As there is no good way to declared version ranges in the OpenVEX specification, Erlang/OTP prefers to opt for verbosity and conciseness rather than a loose format. As an example, CVE-2023-48795
is at the moment written as follows,
which mentions all OTP release versions affected as well as the applications versions.
{
"vulnerability": {
"name": "CVE-2023-48795"
},
"timestamp": "2025-06-18T12:18:04.385308178+02:00",
"products": [
{
"@id": "pkg:otp/erlang@26.2"
},
{
"@id": "pkg:otp/erlang@26.2.2"
},
{
"@id": "pkg:otp/erlang@26.2.3"
},
{
"@id": "pkg:otp/erlang@26.2.4"
},
{
"@id": "pkg:otp/erlang@26.2.5"
},
{
"@id": "pkg:otp/erlang@26.2.5.1"
},
{
"@id": "pkg:otp/erlang@26.2.5.2"
},
{
"@id": "pkg:otp/erlang@26.2.5.3"
},
{
"@id": "pkg:otp/erlang@26.2.5.4"
},
{
"@id": "pkg:otp/erlang@26.2.5.5"
},
{
"@id": "pkg:otp/erlang@26.2.5.6"
},
{
"@id": "pkg:otp/erlang@26.2.5.7"
},
{
"@id": "pkg:otp/erlang@26.2.5.8"
},
{
"@id": "pkg:otp/erlang@26.2.5.9"
},
{
"@id": "pkg:otp/erlang@26.2.5.10"
},
{
"@id": "pkg:otp/erlang@26.2.5.11"
},
{
"@id": "pkg:otp/erlang@26.2.5.12"
},
{
"@id": "pkg:otp/erlang@26.2.5.13"
},
{
"@id": "pkg:otp/ssh@5.1"
},
{
"@id": "pkg:otp/ssh@5.1.2"
},
{
"@id": "pkg:otp/ssh@5.1.3"
},
{
"@id": "pkg:otp/ssh@5.1.4"
},
{
"@id": "pkg:otp/ssh@5.1.4.1"
},
{
"@id": "pkg:otp/ssh@5.1.4.2"
},
{
"@id": "pkg:otp/ssh@5.1.4.3"
},
{
"@id": "pkg:otp/ssh@5.1.4.4"
},
{
"@id": "pkg:otp/ssh@5.1.4.5"
},
{
"@id": "pkg:otp/ssh@5.1.4.6"
},
{
"@id": "pkg:otp/ssh@5.1.4.7"
},
{
"@id": "pkg:otp/ssh@5.1.4.8"
},
{
"@id": "pkg:otp/ssh@5.1.4.9"
},
{
"@id": "pkg:otp/ssh@5.1.4.10"
}
],
"status": "affected",
"action_statement": "Mitigation: If strict KEX availability cannot be ensured on both connection sides, affected encryption modes(CHACHA and CBC) can be disabled with standard ssh configuration. This will provide protection against vulnerability, but at a cost of affecting interoperability",
"action_statement_timestamp": "2025-06-18T12:18:04.385308178+02:00"
},
Scope of OpenVEX
It is important to understand that any claims that Erlang/OTP makes in OpenVEX refers to the actual source code included in OTP. For example, Erlang/OTP can claim to not be vulnerable to some openssl
CVE because the openssl
code that OTP vendors are not vulnerable. However, one can build OTP linking to openssl
and be affected such CVE. The claims in the OpenVEX files are only related to Erlang/OTP source code
Erlang/OTP will do a new announcement once we have finished this testing phase.

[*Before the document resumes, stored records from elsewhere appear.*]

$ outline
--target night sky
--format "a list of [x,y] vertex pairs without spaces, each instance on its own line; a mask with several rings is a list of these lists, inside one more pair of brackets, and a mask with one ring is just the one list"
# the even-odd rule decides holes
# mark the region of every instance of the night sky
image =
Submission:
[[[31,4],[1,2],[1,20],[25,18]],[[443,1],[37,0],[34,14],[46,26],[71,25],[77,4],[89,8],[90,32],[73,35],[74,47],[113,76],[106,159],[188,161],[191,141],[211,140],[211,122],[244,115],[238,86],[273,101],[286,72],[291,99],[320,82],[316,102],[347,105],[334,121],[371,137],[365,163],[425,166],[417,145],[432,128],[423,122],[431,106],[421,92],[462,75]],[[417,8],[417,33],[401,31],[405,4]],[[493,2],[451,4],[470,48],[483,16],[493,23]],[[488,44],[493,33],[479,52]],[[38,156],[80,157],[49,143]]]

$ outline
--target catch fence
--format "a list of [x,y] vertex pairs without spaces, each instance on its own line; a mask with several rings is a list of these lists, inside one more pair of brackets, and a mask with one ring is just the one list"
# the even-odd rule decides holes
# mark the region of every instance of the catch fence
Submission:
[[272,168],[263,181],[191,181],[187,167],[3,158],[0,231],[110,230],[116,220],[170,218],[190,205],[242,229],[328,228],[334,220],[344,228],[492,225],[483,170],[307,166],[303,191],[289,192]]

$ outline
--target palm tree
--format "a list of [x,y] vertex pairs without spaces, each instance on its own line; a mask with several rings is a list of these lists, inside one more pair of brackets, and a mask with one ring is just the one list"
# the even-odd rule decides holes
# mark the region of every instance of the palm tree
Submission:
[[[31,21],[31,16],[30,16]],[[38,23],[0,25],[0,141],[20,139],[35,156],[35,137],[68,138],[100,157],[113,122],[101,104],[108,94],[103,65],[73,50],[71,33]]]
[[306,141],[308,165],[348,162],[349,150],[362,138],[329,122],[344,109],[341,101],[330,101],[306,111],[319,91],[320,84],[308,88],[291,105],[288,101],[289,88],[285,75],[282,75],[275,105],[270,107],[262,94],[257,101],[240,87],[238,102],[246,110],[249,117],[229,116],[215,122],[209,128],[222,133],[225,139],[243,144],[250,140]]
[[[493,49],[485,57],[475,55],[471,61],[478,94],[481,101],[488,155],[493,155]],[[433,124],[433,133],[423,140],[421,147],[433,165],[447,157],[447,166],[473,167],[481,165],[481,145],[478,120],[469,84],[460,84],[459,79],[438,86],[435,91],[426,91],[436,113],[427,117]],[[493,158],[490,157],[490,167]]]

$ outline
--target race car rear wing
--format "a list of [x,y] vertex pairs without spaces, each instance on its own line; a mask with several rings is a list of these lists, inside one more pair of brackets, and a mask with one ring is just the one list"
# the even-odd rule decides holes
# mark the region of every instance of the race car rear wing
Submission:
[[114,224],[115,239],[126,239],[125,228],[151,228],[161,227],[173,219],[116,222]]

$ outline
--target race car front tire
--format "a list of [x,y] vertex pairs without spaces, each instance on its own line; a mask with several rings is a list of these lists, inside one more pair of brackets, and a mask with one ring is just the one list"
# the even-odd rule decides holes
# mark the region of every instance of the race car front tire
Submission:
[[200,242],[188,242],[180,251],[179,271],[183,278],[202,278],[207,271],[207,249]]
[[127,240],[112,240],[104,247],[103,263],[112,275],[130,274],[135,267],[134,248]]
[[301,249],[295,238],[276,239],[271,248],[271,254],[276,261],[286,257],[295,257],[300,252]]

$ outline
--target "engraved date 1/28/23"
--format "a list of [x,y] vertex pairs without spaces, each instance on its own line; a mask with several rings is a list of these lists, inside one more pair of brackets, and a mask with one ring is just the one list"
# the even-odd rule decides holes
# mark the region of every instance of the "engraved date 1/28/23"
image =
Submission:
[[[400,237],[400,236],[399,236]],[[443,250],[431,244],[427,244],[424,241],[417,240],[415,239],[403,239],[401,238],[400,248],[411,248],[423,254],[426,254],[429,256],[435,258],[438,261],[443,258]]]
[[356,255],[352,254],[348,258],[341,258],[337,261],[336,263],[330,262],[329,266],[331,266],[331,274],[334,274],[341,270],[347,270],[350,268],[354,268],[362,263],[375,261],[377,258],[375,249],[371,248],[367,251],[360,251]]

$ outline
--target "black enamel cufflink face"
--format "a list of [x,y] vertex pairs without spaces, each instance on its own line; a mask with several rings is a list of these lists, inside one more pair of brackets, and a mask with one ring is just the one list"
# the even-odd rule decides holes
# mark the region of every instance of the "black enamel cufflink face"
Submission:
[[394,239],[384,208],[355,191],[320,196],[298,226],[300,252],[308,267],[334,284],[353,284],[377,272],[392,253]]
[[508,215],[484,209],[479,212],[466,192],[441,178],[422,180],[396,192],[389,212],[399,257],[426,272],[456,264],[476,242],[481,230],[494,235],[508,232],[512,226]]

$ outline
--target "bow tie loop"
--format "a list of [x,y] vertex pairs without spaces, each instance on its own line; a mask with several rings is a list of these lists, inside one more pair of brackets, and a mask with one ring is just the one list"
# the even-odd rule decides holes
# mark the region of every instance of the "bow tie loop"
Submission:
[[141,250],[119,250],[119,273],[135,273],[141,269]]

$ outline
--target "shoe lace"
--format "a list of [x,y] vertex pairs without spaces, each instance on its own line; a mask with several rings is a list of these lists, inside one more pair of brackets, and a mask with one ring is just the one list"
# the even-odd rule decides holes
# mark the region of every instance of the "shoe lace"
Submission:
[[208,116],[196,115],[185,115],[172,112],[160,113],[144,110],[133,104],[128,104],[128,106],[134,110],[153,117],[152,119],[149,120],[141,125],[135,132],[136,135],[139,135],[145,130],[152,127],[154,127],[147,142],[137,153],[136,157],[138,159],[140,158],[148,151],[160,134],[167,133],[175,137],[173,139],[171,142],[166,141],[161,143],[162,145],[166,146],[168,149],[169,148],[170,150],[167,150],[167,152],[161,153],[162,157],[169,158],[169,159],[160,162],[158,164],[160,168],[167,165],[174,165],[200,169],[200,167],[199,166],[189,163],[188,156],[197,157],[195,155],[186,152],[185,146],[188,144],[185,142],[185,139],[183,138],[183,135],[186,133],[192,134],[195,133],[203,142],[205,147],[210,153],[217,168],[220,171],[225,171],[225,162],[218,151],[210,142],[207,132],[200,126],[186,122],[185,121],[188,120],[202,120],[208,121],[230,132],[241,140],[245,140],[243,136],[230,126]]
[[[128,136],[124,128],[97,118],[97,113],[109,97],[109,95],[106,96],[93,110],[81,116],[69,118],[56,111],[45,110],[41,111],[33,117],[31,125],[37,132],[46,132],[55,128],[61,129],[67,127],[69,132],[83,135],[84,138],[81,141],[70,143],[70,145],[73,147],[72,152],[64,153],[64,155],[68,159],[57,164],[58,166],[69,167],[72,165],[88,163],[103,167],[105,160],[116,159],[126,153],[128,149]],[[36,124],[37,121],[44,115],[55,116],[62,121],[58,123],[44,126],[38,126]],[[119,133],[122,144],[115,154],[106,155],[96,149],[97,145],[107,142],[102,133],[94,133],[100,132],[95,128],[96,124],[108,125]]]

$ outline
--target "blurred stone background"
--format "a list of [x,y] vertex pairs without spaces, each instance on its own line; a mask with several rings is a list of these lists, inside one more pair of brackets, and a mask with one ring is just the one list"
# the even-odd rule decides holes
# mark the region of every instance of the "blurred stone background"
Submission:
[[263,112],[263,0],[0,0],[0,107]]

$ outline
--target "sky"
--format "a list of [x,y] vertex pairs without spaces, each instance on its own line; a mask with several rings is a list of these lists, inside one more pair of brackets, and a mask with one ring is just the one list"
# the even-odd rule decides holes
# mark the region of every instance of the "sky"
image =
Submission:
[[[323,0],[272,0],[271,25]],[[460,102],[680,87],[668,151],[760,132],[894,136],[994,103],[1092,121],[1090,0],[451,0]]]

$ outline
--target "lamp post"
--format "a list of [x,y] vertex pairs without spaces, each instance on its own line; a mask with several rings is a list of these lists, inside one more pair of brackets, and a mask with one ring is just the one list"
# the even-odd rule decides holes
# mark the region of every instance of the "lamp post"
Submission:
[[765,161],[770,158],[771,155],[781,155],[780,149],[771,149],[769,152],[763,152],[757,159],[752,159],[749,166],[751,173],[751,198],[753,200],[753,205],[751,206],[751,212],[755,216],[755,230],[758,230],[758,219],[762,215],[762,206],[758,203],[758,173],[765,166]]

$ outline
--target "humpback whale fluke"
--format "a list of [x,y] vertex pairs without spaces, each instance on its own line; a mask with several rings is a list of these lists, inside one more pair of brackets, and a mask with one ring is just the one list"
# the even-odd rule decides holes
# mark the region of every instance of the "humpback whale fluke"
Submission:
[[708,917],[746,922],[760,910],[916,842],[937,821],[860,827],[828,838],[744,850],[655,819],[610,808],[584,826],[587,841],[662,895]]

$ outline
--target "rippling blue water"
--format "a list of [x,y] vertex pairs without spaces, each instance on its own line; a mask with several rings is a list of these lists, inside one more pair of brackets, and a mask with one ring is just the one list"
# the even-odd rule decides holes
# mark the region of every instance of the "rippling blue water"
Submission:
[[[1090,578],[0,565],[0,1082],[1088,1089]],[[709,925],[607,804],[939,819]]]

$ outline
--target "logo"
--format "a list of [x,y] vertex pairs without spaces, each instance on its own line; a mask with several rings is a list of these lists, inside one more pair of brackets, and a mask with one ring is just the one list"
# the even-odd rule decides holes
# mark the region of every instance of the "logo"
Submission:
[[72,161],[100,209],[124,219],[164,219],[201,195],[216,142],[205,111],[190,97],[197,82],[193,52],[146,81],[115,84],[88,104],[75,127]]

Why is this important to me?
-
You do not need to act on this.
-
This announcement is important if you use vulnerability scanning tools on your software.
OpenVEX statements allows you to filter out false positives, and check if your Erlang/OTP is vulnerable (since we are reporting also vulnerabilities in these statements).